На Курском было до сорока камер хранения. В шесть утра другой инспектор должен был везти ее на Казанский. А там Ярославский, Ленинградский. К обеду, оставшись без ног, ей предстояло полностью дойти до кондиции – самой отказаться от всяких претензий.
– Большое вам спасибо!
– Можно ехать, товарищ дежурный? – Младший инспектор знал свою задачу не хуже Егеря.
Игумнов плюнул на советы Картузова, подошел к потерпевшей.
– Если на нашем вокзале их нет, дальше все напрасно. Дайте ваш адрес. Если косметика всплывет – я сообщу…
Это было то честное, что он мог сегодня для нее сделать. Известное учение вождя о неотвратимости наказания оборачивалось его последователями со стороны, которую невозможно было предвидеть – отказом регистрировать преступления, по которым не обеспечивалось наступление кары.
Проходная соседнего – механического – завода была ярко освещена, сбоку стоял припаркованный «Москвич» ближайшего отделения милиции.
Игумнов толкнул дверь, она была не заперта. На служебной половине сидело за столом несколько человек. Сторожиха – Витькина мать – грубо размалеванная старуха, в несвежей кофточке с кружевами, увидев Игумнова, резво пошла навстречу.
– Не забыл Витеньку! – Она была поддатой больше обычного.

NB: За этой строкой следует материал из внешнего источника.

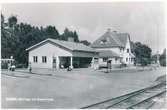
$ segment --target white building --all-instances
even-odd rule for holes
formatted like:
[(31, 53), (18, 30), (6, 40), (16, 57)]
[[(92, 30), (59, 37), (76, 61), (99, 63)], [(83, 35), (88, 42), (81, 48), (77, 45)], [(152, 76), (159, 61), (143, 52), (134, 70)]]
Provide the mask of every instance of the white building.
[(112, 66), (134, 64), (128, 33), (108, 29), (91, 47), (75, 43), (71, 38), (68, 41), (48, 38), (26, 50), (32, 68), (98, 68), (106, 67), (107, 61), (111, 61)]
[(26, 49), (32, 68), (74, 68), (89, 67), (98, 56), (91, 47), (81, 43), (48, 38)]
[(111, 32), (108, 29), (106, 33), (93, 42), (91, 47), (99, 52), (99, 66), (106, 66), (109, 60), (113, 66), (134, 64), (135, 57), (131, 52), (128, 33)]

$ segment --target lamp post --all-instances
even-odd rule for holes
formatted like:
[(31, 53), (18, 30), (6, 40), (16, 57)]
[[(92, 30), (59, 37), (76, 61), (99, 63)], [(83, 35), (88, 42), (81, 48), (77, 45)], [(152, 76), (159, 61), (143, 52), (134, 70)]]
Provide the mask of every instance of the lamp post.
[(157, 27), (157, 66), (159, 66), (159, 29), (158, 29), (158, 22), (156, 22), (156, 27)]

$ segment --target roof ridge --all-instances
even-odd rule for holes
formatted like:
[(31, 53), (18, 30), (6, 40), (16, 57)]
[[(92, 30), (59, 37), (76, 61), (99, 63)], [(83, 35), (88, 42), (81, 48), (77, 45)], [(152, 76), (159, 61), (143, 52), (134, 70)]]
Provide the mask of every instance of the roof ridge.
[(105, 38), (105, 35), (107, 34), (107, 32), (105, 32), (104, 34), (101, 35), (101, 37), (99, 37), (98, 39), (96, 39), (91, 45), (94, 45), (94, 43), (100, 41), (101, 39)]
[(116, 52), (112, 50), (101, 50), (98, 52), (99, 52), (100, 57), (120, 57), (119, 54), (117, 54)]
[(57, 39), (52, 39), (52, 38), (47, 38), (29, 48), (26, 49), (26, 51), (36, 48), (37, 46), (45, 43), (45, 42), (53, 42), (59, 46), (62, 46), (64, 48), (67, 48), (71, 51), (87, 51), (87, 52), (95, 52), (95, 50), (93, 50), (93, 48), (91, 48), (90, 46), (86, 46), (82, 43), (75, 43), (75, 42), (69, 42), (69, 41), (63, 41), (63, 40), (57, 40)]
[[(56, 41), (61, 41), (61, 42), (67, 42), (67, 43), (74, 43), (74, 44), (81, 44), (81, 45), (84, 45), (83, 43), (80, 43), (80, 42), (70, 42), (70, 41), (66, 41), (66, 40), (53, 39), (53, 38), (48, 38), (48, 39), (56, 40)], [(85, 46), (85, 45), (84, 45), (84, 46)]]

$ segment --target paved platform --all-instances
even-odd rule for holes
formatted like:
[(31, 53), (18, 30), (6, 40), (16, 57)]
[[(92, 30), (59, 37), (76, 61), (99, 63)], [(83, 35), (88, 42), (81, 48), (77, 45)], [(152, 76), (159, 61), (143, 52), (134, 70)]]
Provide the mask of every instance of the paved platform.
[[(127, 69), (105, 73), (105, 70), (75, 69), (53, 71), (36, 69), (2, 71), (2, 106), (4, 108), (81, 108), (114, 98), (154, 83), (166, 68), (145, 71)], [(7, 98), (27, 98), (9, 101)], [(28, 101), (43, 98), (48, 101)]]

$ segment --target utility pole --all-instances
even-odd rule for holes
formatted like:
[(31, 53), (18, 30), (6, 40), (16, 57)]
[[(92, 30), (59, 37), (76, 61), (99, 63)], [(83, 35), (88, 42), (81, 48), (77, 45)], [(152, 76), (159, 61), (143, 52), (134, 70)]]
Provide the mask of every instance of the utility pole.
[(158, 27), (158, 22), (156, 22), (156, 27), (157, 27), (157, 66), (159, 66), (159, 27)]

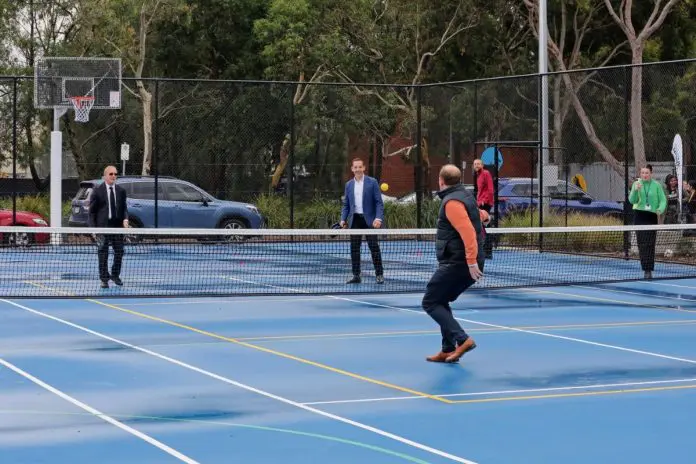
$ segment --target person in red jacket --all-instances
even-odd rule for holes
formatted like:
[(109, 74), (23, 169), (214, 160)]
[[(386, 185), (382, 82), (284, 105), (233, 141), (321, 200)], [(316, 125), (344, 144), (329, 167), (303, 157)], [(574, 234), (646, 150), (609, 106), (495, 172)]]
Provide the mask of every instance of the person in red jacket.
[[(491, 212), (493, 209), (493, 176), (483, 167), (483, 161), (480, 159), (474, 160), (474, 181), (476, 183), (476, 204), (485, 212)], [(486, 258), (493, 257), (493, 245), (488, 236), (483, 244), (486, 251)]]

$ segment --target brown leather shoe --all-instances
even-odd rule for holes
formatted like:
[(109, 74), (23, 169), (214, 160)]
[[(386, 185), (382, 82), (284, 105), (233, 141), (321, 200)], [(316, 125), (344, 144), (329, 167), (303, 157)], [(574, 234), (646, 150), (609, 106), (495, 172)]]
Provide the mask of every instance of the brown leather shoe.
[(449, 356), (445, 359), (446, 363), (456, 363), (459, 361), (459, 358), (464, 356), (464, 353), (468, 353), (469, 351), (473, 350), (476, 348), (476, 342), (474, 341), (473, 338), (469, 337), (466, 339), (464, 343), (459, 345), (456, 350), (454, 350), (452, 353), (449, 353)]
[(425, 358), (427, 361), (434, 362), (434, 363), (443, 363), (447, 359), (449, 355), (454, 353), (454, 351), (450, 351), (449, 353), (445, 353), (444, 351), (440, 351), (438, 354), (434, 354), (432, 356), (428, 356)]

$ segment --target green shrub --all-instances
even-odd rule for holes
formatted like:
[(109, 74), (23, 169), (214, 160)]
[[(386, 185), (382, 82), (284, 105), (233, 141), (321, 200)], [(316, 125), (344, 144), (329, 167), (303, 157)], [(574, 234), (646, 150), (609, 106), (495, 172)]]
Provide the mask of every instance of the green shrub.
[[(525, 211), (505, 216), (501, 228), (527, 228), (539, 224), (537, 211)], [(544, 227), (620, 226), (620, 219), (582, 213), (548, 213), (544, 215)], [(541, 235), (541, 237), (540, 237)], [(537, 248), (540, 243), (546, 250), (572, 252), (616, 252), (623, 247), (623, 233), (615, 232), (559, 232), (559, 233), (510, 233), (497, 235), (499, 246)], [(540, 241), (540, 238), (542, 239)]]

Два молодых милиционера из патрульной машины с любопытством оглянулись в его сторону. Кроме них, Игумнов увидел за столом еще Ксению – студентку, работавшую в отделе кадров, кандидатку в валютные проститутки невысокого пока ранга.
Ксения делала вид, что они незнакомы, глянула сквозь Игумнова, как через стекло.
– Присаживайся! Вот и ребята тоже подъехали! Помянем Витеньку. Ведь сорок дней…
Витькина мама двигалась как во сне, ее все время клонило на сторону.
Ксения нашла его взглядом, иронически поклонилась, он тоже кивнул. Ксения приходила в проходную из–за него – у них с Игумновым были свои дела. С Витькой ее связывали чисто дружеские отношения.
– На помин души…
Витькина мама достала початую бутылку, налила понемногу всем. Один из постовых ладонью накрыл стакан – он был за рулем.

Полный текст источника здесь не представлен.